I’m a simple man. I don’t understand much outside of sports, guns, beer and women (and I am generously giving myself the last one), but I understand how to take care of bullies and people who are annoying. That’s the crossroad we’re currently at, and the only option we have left to deliver some freedom via bombs weighing thousands of pounds.

North Korean leader Kim Jung-Un looks like a kid who had to eat his way out of a Twinkie factory, but somehow thinks he has the balls to mess with America. He’s running his mouth to the greatest country on the earth. I laugh when I see his propaganda films meant to threaten America.

Hey fat ass, I have nicer guns lying under my bed as my backup pieces than your crappy AK-47s that your starving soldiers use.

It is the equivalent of me challenging LeBron James to a basketball game. I show up to his house every day running my mouth about how I can beat him and for the most part he just ignores me. Then one day he gets pissed off, walks out side and lights me up on the basketball court just to end the annoying behavior.

Now translate that example from basketball to stealth bombers. It’s practically the same, and before any of you claim I don’t have basketball credentials, just remember I won a state title — although playing time on that team still remains highly classified.

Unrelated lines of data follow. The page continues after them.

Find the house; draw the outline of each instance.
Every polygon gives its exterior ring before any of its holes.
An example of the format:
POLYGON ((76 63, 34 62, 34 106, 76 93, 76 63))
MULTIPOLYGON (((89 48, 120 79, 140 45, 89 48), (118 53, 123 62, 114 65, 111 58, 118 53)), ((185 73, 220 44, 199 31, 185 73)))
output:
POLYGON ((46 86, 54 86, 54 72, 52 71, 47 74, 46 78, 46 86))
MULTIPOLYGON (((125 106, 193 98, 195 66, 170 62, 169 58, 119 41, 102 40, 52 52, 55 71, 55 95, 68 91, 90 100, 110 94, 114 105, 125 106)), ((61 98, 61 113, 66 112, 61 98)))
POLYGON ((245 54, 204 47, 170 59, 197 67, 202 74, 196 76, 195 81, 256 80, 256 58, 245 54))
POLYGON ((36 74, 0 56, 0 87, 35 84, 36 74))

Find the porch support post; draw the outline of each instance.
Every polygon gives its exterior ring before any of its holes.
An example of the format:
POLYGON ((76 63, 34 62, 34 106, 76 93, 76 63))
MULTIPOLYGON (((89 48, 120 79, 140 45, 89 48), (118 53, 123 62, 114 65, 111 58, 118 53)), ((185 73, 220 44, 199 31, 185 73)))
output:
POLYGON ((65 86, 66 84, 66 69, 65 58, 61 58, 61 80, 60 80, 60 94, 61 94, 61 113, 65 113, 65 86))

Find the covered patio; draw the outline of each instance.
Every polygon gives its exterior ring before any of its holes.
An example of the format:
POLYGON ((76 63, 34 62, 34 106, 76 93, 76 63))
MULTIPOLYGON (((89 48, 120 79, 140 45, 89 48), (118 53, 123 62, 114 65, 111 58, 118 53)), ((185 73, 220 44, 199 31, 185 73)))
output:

Next, some liberals will claim this war is unnecessary. To quote Ari Gold, “Get the FUCK OUT!!!!” I don’t need your negativity in my life when I’m trying to rock Kim Jong-Un’s world.

The dictatorship in North Korea has starved its people, executed many more and attempted to use fear to control a region. That can all end real quick.

Now, admittedly I am not a military expert. I never served in the military.

But I am an expert in patriotism. For dealing with this situation we might as well assume my patriotism makes me an expert on how to defeat North Korea. Our Air Force could obliterate his Soviet-era planes before any of them got off the ground, hit his artillery sites with stealth bombers, take out the missile sites we know off and deploy special forces to sweep up anything we need on the ground.

Something tells me fat boy Kim Jong Un isn’t going to notice an insertion of special operators while his entire military is getting bombed back to the stone age.

North Korea was entertaining for a little bit, but like all things it’s run it’s course. Now we end the story with some good, old American firepower. Besides, throwing some shitty country into a locker in the name of freedom is a great way to remind the world that America is still king.

Load the guns, fire up the jets and deploy the navy ships. Let’s get the fireworks show over by dinner time. After all, we all have busy lives.